Bangalore-based microfinance company Janalakshmi Financial Services has raised Rs 1,000 crore by issuing fresh equity shares to a group of investors led by global private investment firm TPG, as the country’s biggest microfinance institution by gross loans gears up to convert into a small finance bank (SFB).
Other existing investors, which participated in the latest round, include Havells India, Vallabh Bhansali and an investment fund managed by Morgan Stanley Private Equity Asia, the company said in a release on Monday.
The small finance bank (SFB) licencee also announced that several existing investors have sold a part of their stake valued at Rs 400 crore.
Post the capital raising exercise, its promoter and chairman Ramesh Ramanathan said, “We are delighted to successfully close the transaction. Working alongside our investors, who truly share our vision and passion for transforming the lives of the financially underserved, we will build a stronger India through each loan we make.”
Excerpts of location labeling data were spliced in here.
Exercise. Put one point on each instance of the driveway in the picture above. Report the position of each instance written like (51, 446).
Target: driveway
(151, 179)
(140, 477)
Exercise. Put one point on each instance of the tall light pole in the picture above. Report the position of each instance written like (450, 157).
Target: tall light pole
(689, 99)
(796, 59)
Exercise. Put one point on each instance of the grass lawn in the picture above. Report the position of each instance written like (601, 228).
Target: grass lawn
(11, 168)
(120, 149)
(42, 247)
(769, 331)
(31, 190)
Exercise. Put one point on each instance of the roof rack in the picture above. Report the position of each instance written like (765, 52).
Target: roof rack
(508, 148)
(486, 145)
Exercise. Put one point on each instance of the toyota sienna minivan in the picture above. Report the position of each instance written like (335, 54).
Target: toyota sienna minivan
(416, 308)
In September 2015, the Reserve Bank of India (RBI), as part of its objective to further financial inclusion, had granted in-principle approvals to 10 entities (from among 72 applicants) for setting up SFBs.
While the central bank hasn’t put any restriction on the area of their operations, it has mandated that at least 50% of an SFB’s portfolio should constitute loans and advances up to Rs 25 lakh and that at least 75% of their exposure should be to the priority sector.
Since the RBI has set a deadline of April 2017 for SFB licencees to start operations, most of them are working overtime to get their capital structure in place.
As per RBI guidelines, SFBs have to adhere to the FDI policy for private sector banks so far as foreign shareholding is concerned. However, foreign shareholders hold a majority stake in most of these companies.
Foreigners, for instance, had 68.87% stake in Janalakshmi Financial Services as of FY15.